Paris is, in the specific context of Seryl Kushner’s biography, a city whose Jewish history is among the most complex and most painful in the European Jewish experience. The French Jewish community — the largest in Europe, deeply rooted but repeatedly tested by the specific history of the Vel’ d’Hiv’ roundup, the postwar reckoning, and the contemporary challenges of antisemitism — is a community with which Seryl Kushner, as the granddaughter of Holocaust survivors and the wife of the American Ambassador, has a relationship that extends well beyond the diplomatic social calendar.
Conclusion
Seryl Kushner was born Seryl Stadtmauer, the granddaughter of Holocaust survivors who arrived in America in 1949 and built an Orthodox Jewish family in New Jersey whose values — faith, continuity, education, philanthropy, the specific obligation of Jewish survival — she has maintained across every chapter of her adult life. She married Charles Kushner, raised four children in the Orthodox tradition, refused to meet her son’s girlfriend until that girlfriend converted to Judaism, supported her husband through a federal conviction and 14 months in prison, endowed a hospital campus in Jerusalem, a deanship at NYU, and a maternity unit in New Jersey, and is now living in Paris as the wife of the American Ambassador to France.
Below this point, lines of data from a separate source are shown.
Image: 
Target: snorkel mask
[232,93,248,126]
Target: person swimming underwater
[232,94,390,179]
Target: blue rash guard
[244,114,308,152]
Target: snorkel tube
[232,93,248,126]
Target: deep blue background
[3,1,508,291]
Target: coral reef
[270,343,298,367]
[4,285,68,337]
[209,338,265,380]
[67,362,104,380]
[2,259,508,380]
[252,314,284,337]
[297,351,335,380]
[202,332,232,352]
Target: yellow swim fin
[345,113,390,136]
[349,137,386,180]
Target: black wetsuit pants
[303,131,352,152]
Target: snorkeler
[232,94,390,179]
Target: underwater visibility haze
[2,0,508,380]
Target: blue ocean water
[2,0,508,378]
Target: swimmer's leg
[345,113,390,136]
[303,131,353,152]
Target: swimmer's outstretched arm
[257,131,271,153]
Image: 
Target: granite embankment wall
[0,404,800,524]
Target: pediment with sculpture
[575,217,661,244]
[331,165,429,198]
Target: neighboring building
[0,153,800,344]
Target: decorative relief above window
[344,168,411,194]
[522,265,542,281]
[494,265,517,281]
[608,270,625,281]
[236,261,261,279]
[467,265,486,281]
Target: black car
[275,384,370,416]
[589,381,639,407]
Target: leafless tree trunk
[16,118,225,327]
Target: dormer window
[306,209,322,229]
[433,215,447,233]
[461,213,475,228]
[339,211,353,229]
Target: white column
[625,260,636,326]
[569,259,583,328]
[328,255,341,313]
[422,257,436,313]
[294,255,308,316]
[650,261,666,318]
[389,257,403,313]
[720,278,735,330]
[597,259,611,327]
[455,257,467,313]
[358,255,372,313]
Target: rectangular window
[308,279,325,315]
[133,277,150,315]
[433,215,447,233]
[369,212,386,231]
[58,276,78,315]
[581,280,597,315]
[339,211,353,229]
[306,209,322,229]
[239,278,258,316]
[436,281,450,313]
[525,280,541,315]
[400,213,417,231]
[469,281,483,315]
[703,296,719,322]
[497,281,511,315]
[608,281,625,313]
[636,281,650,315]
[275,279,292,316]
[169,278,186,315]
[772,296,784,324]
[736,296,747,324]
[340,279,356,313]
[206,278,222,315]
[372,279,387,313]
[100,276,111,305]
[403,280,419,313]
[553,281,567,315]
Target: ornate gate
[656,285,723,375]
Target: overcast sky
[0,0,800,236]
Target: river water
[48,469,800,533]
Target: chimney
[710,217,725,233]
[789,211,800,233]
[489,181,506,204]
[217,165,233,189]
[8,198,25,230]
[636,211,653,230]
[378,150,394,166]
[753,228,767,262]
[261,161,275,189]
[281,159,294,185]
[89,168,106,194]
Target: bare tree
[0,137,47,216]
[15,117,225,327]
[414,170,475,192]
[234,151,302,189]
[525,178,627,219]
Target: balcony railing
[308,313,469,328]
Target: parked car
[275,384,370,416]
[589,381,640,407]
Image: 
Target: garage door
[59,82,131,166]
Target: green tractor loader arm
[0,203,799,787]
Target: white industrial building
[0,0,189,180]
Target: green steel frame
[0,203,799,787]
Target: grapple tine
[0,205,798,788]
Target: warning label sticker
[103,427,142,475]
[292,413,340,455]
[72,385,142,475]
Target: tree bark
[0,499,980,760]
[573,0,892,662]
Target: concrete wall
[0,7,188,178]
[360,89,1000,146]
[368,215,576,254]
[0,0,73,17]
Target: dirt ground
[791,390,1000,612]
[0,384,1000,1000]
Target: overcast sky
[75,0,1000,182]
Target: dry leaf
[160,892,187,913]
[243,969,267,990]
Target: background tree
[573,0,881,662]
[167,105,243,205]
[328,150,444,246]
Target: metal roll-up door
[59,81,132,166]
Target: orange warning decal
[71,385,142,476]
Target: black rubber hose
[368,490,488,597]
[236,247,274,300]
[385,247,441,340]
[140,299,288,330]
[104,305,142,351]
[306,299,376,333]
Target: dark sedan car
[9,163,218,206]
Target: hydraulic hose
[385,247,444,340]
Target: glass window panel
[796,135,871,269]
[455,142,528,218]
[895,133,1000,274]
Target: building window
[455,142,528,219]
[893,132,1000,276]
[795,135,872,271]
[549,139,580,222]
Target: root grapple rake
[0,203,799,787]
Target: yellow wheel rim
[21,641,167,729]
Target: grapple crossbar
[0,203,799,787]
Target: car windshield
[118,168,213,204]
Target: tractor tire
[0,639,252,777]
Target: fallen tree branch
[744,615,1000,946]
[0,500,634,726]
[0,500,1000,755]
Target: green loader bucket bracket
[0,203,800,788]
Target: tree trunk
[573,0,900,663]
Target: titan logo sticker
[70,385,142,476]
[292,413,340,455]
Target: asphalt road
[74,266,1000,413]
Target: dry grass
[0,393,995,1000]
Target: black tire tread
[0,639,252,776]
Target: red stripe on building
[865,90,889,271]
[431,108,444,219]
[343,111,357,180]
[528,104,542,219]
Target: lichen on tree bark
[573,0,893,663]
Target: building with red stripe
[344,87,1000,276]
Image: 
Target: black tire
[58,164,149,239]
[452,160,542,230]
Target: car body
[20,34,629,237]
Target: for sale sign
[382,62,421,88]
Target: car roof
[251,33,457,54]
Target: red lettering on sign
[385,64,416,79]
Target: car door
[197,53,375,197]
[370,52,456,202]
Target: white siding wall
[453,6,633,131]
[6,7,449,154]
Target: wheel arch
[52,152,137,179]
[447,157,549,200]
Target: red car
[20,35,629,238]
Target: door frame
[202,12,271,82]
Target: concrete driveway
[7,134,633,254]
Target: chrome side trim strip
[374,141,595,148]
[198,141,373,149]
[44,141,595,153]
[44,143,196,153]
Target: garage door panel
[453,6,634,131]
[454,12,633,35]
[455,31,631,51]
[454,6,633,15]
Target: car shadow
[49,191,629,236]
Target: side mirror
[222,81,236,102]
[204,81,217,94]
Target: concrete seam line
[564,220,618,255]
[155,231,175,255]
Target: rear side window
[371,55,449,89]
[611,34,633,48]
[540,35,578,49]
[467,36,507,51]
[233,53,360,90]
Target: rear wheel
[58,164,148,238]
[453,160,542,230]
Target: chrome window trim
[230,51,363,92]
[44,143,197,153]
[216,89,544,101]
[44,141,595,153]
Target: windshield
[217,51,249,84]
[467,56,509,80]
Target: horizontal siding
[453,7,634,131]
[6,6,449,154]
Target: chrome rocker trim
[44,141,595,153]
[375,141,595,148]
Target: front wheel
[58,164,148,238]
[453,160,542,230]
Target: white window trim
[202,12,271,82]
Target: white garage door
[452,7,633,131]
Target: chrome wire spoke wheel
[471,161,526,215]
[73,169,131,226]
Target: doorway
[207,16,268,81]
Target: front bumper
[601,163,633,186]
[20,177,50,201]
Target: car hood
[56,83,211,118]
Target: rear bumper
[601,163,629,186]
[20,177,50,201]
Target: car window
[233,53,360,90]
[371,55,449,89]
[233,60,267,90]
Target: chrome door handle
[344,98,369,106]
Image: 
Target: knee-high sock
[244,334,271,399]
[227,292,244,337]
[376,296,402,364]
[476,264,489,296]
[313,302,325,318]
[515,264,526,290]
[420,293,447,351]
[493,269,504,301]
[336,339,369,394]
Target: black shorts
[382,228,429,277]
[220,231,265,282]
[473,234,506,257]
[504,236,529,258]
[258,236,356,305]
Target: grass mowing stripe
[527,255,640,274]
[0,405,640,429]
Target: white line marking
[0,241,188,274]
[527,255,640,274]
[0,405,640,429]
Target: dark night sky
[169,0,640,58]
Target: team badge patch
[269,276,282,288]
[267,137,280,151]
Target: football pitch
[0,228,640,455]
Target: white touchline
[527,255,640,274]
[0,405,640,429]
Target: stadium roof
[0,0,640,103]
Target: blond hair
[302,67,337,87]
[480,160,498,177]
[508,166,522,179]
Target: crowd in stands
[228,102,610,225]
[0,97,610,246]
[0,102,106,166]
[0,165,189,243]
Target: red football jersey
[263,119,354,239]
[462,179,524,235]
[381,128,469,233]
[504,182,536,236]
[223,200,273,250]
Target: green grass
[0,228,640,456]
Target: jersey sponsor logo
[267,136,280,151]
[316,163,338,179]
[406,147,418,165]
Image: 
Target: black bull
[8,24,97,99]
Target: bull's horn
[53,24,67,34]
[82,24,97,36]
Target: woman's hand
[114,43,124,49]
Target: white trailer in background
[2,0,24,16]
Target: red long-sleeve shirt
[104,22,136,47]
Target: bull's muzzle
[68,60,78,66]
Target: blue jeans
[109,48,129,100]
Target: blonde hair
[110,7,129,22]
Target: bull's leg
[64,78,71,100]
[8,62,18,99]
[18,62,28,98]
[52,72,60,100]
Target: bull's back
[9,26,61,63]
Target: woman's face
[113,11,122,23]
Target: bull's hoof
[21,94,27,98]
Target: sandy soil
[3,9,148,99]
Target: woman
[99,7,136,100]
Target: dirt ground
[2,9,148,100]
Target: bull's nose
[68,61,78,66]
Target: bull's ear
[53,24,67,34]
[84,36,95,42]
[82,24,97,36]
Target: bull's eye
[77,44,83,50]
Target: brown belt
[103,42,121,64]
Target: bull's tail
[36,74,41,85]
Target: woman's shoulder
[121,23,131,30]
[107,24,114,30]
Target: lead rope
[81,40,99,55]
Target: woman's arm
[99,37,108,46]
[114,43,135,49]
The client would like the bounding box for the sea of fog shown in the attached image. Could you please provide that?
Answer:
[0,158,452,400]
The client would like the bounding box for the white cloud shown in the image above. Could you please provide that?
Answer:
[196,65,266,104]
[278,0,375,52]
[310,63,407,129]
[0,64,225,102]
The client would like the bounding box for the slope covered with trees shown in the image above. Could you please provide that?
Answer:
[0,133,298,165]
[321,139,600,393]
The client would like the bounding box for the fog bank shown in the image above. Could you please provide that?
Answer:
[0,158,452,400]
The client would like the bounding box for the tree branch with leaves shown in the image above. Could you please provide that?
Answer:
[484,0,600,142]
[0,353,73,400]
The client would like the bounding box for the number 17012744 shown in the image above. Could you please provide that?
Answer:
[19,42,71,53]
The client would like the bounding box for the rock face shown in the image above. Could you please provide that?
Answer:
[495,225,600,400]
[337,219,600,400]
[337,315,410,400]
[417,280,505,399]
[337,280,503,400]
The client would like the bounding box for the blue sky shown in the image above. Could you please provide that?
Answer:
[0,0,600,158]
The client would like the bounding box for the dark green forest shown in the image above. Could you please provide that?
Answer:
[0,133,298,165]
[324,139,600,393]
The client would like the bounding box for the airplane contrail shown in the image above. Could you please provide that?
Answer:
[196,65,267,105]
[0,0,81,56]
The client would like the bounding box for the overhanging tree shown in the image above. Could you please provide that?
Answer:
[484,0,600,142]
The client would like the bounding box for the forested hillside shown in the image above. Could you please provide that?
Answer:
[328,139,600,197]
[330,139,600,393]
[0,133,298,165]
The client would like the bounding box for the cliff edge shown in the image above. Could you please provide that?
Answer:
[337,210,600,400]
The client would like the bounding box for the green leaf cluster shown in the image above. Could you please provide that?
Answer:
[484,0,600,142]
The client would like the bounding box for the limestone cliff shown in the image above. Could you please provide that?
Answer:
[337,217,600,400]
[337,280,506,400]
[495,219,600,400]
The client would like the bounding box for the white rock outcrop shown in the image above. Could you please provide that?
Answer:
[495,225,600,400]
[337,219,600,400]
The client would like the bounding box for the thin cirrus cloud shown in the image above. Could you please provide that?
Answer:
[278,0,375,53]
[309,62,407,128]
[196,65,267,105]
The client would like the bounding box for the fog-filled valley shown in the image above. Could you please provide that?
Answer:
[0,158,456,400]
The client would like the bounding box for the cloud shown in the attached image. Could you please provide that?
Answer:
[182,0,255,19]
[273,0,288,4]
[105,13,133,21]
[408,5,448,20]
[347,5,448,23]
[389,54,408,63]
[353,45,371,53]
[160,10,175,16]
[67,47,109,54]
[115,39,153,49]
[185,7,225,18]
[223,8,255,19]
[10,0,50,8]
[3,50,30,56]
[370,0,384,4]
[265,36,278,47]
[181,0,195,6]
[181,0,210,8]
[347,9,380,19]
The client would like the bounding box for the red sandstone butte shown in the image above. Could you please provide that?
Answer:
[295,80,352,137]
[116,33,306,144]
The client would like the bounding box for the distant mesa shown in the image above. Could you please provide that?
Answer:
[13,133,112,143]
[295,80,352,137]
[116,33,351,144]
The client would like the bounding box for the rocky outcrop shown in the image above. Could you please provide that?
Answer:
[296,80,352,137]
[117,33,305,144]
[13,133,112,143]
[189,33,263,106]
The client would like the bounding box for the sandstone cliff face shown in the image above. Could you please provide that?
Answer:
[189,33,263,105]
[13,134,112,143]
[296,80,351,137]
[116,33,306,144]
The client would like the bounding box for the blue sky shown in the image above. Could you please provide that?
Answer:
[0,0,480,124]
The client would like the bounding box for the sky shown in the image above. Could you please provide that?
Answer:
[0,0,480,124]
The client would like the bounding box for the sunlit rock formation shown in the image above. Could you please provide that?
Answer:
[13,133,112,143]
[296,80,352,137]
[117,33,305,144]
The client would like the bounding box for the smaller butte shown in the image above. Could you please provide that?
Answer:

She has no social media. She has given no interviews. The public record of her life exists primarily in the names attached to the institutions she has supported and in the family whose formation reflects what she has valued.
That record — the Jerusalem hospital bearing her name, the Jared Kushner who returned from the White House to his family, the daughters-in-law who converted to the faith she insisted upon — is the biography that Seryl Kushner has actually lived. It is considerably more substantial than the absence of her name from most headlines would suggest.